As Andrey Smirnov, Director of Moscow’s Theremin Center, reveals in the BBC’s The Soundhunter series, “There was only a few places where this kind of research, into new musical instruments, was supported by the state. Anything private was prohibited. It seemed like the whole country was working underground to invent anything new or interesting. But building these instruments was considered criminal. You could not buy any electronic components, you had to steal them from the institutions. So, each inventor was a criminal, otherwise they couldn’t invent anything. Evgeny Murzin did not wait for state support, he was just doing his work like a hero, himself and his wife. Otherwise he could have had to wait dozens of years for state support, without being successful.”
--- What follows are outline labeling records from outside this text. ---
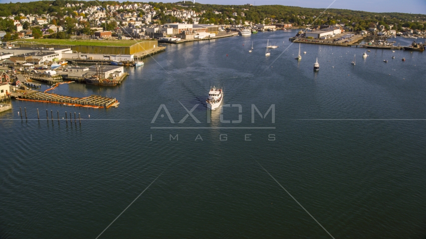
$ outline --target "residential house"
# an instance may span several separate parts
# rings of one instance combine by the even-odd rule
[[[48,29],[52,30],[55,32],[57,32],[58,31],[58,27],[53,24],[48,25],[47,27],[48,27]]]
[[[38,25],[44,25],[47,24],[47,21],[46,19],[41,17],[36,17],[35,20],[34,20],[34,23]]]
[[[16,31],[20,31],[22,30],[22,25],[20,23],[15,25],[15,30],[16,30]]]
[[[10,81],[10,77],[4,71],[1,72],[1,74],[0,74],[0,79],[1,79],[0,82],[1,83],[9,82]]]

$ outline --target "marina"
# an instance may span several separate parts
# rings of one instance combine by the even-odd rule
[[[327,238],[260,164],[335,238],[421,238],[426,128],[405,119],[425,119],[424,52],[301,44],[306,53],[294,61],[293,44],[288,51],[267,49],[265,57],[264,40],[287,42],[296,33],[288,32],[168,45],[144,66],[125,67],[129,75],[119,87],[71,83],[46,92],[113,96],[120,105],[113,110],[12,100],[0,122],[8,139],[3,154],[10,155],[0,167],[2,235],[95,238],[160,175],[104,237],[124,231],[137,238],[143,230],[147,238]],[[313,71],[317,58],[321,71]],[[227,97],[210,111],[213,85]],[[75,110],[84,123],[78,113],[63,123],[63,113]],[[65,118],[60,123],[57,112]],[[342,222],[347,215],[355,215],[350,223]],[[380,223],[371,223],[378,217]],[[235,222],[253,230],[229,231]]]

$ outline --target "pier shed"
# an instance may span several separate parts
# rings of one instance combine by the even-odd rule
[[[97,66],[97,72],[102,74],[104,78],[113,77],[116,77],[121,76],[124,73],[124,67],[119,66],[91,66],[89,67],[71,67],[67,68],[68,69],[68,77],[82,78],[89,73],[96,73],[96,67]]]

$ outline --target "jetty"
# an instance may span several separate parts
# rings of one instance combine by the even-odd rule
[[[215,39],[219,39],[219,38],[223,38],[224,37],[229,37],[230,36],[238,36],[238,32],[228,32],[226,34],[219,34],[218,35],[216,35],[216,36],[213,36],[212,37],[204,37],[204,38],[194,38],[194,39],[182,39],[180,41],[162,41],[160,40],[159,42],[161,44],[168,44],[170,45],[172,45],[173,44],[180,44],[180,43],[184,43],[185,42],[192,42],[194,41],[206,41],[208,40],[214,40]]]
[[[0,113],[8,111],[12,109],[12,105],[8,104],[0,104]]]
[[[94,108],[117,107],[120,104],[115,98],[109,98],[95,95],[80,98],[36,91],[29,92],[28,94],[17,96],[16,99],[21,101],[60,104],[69,106]]]

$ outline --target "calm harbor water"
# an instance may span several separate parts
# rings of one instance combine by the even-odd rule
[[[298,62],[295,32],[168,46],[119,87],[53,91],[117,109],[12,101],[0,238],[95,238],[147,187],[99,238],[330,238],[262,167],[335,238],[425,238],[426,53],[303,44]],[[268,39],[279,47],[265,57]],[[221,121],[205,103],[213,85]],[[252,122],[252,105],[273,104],[274,123],[255,110]],[[155,118],[162,105],[174,123]]]

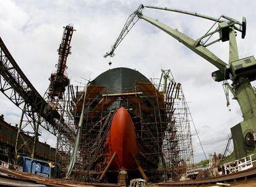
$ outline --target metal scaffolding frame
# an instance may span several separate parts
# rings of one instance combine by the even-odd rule
[[[129,111],[134,121],[141,147],[139,161],[149,179],[166,180],[186,177],[187,170],[194,164],[192,118],[181,84],[174,81],[169,70],[168,78],[167,75],[163,74],[158,84],[153,81],[137,82],[133,87],[129,88],[111,90],[88,84],[84,124],[72,177],[95,181],[103,172],[109,156],[105,151],[106,140],[112,117],[120,102]],[[116,91],[120,93],[120,90],[122,94],[109,94]],[[75,96],[73,100],[75,105],[69,111],[73,115],[74,124],[78,124],[81,115],[83,94],[82,88],[67,94]],[[148,106],[145,99],[153,107]],[[74,127],[75,129],[76,125]],[[74,135],[74,132],[72,133]],[[67,159],[61,162],[62,169],[66,171],[69,164],[67,155],[70,156],[67,153],[70,153],[72,145],[61,146],[62,150],[66,149],[67,153]]]

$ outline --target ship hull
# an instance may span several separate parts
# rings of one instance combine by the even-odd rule
[[[108,137],[108,153],[111,157],[116,154],[111,165],[112,170],[135,169],[134,158],[139,148],[134,122],[129,112],[119,108],[114,116]]]

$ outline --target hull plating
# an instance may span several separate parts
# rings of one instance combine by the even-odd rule
[[[111,169],[136,169],[132,157],[132,155],[136,157],[138,154],[136,139],[132,119],[128,111],[121,107],[113,119],[107,140],[109,158],[116,153]]]

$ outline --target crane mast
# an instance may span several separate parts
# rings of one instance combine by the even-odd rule
[[[49,96],[51,99],[62,99],[66,87],[69,84],[69,79],[66,72],[67,59],[70,52],[70,42],[73,32],[75,31],[72,25],[64,27],[61,43],[58,50],[59,59],[56,65],[57,70],[49,78]]]
[[[142,10],[145,8],[198,17],[213,21],[214,24],[202,37],[197,39],[193,39],[177,30],[143,15]],[[226,87],[226,89],[231,90],[234,95],[234,98],[237,100],[244,120],[231,128],[234,145],[234,152],[224,162],[240,159],[250,153],[256,153],[256,95],[250,84],[251,81],[256,80],[256,60],[254,56],[239,58],[236,42],[237,31],[242,33],[242,39],[245,36],[247,25],[245,18],[243,17],[242,22],[240,22],[224,15],[214,18],[171,8],[140,5],[138,9],[130,15],[129,22],[126,23],[117,41],[112,46],[111,50],[107,52],[104,57],[114,55],[114,52],[117,47],[130,28],[134,26],[134,23],[140,18],[163,31],[215,66],[218,70],[211,73],[212,78],[216,82],[223,81],[223,86]],[[130,26],[130,25],[132,26]],[[218,34],[218,37],[214,40],[212,36],[216,33]],[[228,63],[225,63],[207,48],[220,41],[229,42]],[[232,84],[229,85],[227,80],[231,80]],[[228,97],[226,98],[228,99]]]

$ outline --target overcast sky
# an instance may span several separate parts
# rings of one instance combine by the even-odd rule
[[[71,83],[80,78],[93,79],[116,67],[136,69],[148,78],[158,78],[160,69],[171,69],[182,83],[195,124],[207,154],[223,153],[229,128],[242,120],[236,101],[229,111],[221,83],[213,81],[216,68],[166,33],[139,20],[116,52],[113,59],[103,55],[115,41],[129,15],[140,5],[169,7],[218,17],[221,15],[247,21],[245,39],[237,34],[241,57],[256,55],[254,1],[0,1],[0,36],[22,71],[43,95],[58,62],[57,49],[62,26],[74,23],[72,54],[67,72]],[[145,15],[179,29],[194,39],[205,33],[213,22],[187,15],[156,10]],[[209,48],[224,62],[228,43]],[[113,62],[109,67],[109,60]],[[231,97],[232,98],[232,97]],[[8,122],[18,123],[20,111],[0,94],[0,114]],[[46,141],[49,135],[40,137]],[[195,161],[203,158],[198,140],[194,138]],[[54,145],[54,140],[49,143]]]

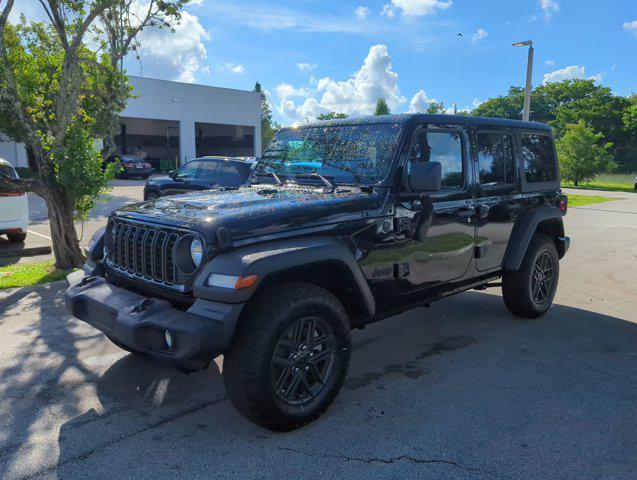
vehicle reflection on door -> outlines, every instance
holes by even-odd
[[[396,212],[400,293],[462,277],[473,259],[473,200],[439,202],[429,207],[417,202],[403,203]]]

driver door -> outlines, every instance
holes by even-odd
[[[475,199],[468,138],[459,128],[422,125],[412,138],[407,162],[436,161],[441,190],[399,201],[396,209],[396,288],[419,292],[462,278],[473,260]]]

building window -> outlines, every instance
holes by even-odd
[[[195,123],[198,157],[254,157],[254,127]]]

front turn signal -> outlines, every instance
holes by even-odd
[[[211,273],[206,282],[211,287],[231,288],[240,290],[253,286],[259,280],[258,275],[246,275],[237,277],[234,275],[222,275],[220,273]]]

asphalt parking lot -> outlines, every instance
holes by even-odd
[[[636,478],[637,195],[621,197],[569,211],[544,318],[494,290],[355,331],[335,404],[288,434],[232,408],[222,358],[185,375],[72,319],[63,284],[2,291],[0,478]]]

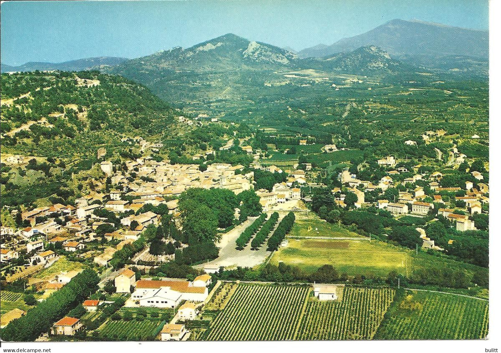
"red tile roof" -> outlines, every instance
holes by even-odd
[[[99,305],[99,300],[85,300],[82,305],[84,306],[97,306]]]
[[[205,287],[190,287],[189,282],[187,281],[152,281],[140,279],[136,282],[136,288],[160,288],[162,287],[170,287],[172,290],[182,293],[204,293]]]
[[[120,272],[120,274],[123,274],[126,277],[127,277],[130,278],[132,276],[136,275],[136,273],[131,269],[130,269],[129,268],[126,268],[123,271]]]
[[[80,321],[80,319],[75,317],[65,316],[55,323],[54,326],[73,326],[79,321]]]

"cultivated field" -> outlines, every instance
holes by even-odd
[[[346,288],[341,301],[311,298],[300,325],[298,339],[370,339],[391,303],[387,288]]]
[[[99,330],[100,333],[110,339],[120,340],[147,340],[153,339],[165,321],[109,321]]]
[[[486,300],[449,294],[408,291],[404,298],[395,301],[392,305],[389,310],[390,315],[383,320],[374,338],[483,338],[488,330],[488,302]]]
[[[310,289],[300,285],[239,284],[204,339],[293,339]]]
[[[337,224],[326,222],[311,211],[296,212],[294,215],[296,221],[288,237],[366,238]]]

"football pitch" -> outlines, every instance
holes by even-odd
[[[387,275],[395,270],[407,276],[411,259],[408,252],[378,240],[289,239],[270,260],[299,266],[307,272],[325,264],[332,265],[349,275]]]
The concept of criminality in the USSR was much more sinister than in the west. As Andrey explains further, “In Stalinist Russia, when someone influential was shot or sent to the Gulag, their physical disappearance was not enough. They were also retroactively transformed into traitors and saboteurs, eliminated from the public record and wiped from group photographs as though they had never lived. This was also true for the whole emerging culture of 1920s. By the late 1930s, the cultural and intellectual elite of the previous two decades had effectively been written out of history. To many artists and enthusiasts, inspired with revolutionary ideas, avant-garde approaches to the arts became an integral aspect of social revolution.”

So, the ANS had rebellion and revolution running through its circuits from the very first blueprint. It’s not surprising, then, that the name ANS is taken from the initials of Alexander Nikolayevich Scriabin, one of the most notable musical rebels around the turn of the 20th century. Scriabin developed his own atonal music system based on theosophy and mysticism, and was also noted for his powerful synesthesia, as well as multifaceted performances that provoked an orgy of the senses. His fascination with the occult is little to do with ouija boards and scaremongering, but instead more about courage and conviction. 

Composing for and playing the ANS is certainly an unusual prospect. Traditional 12 tone scales were cast aside: the machine has 720 sine waves printed over five glass discs, using a method that Murzin had to develop himself. The modulated light from these discs is then projected onto the back of the synthesizer’s interface. Playing these tones requires the composer to scratch out lines in another glass plate covered in black mastic resin, which can then be spun round manually at the desired speed. For extra control, there’s also a photocell-based filter bank. The resulting sounds, sliding in-between standard notation, often have an eerie, alien tone, giving the impression of sounds from an unfamiliar world.

With the advent of the ANS at the end of the 50s, many of Russia’s finest avant-garde musicians and composers came to work on it, such as Alfred Schnittke, Stanislav Kreitchi, Sofia Gubaidulina and Eduard Artemiev. The ANS was originally housed above the Scriabin Museum in Moscow, and became the centre-piece of an experimental electronic music studio. Perhaps the best-known compositions are Edward Artemiev’s soundtracks for Tarkovsky’s early movies, such as Solaris, The Mirror and Stalker.

In Solaris, the spooky, microtonal harmonies of the ANS soundtrack Tarkovsky’s exploration into space and the self, as the characters aboard the orbiting space station free fall through the unravelling layers of their psyches. In this respect, the ANS can also be seen as an integral part of the space race of the late 60s, assisting in the capture of public fascination for science fiction and space exploration.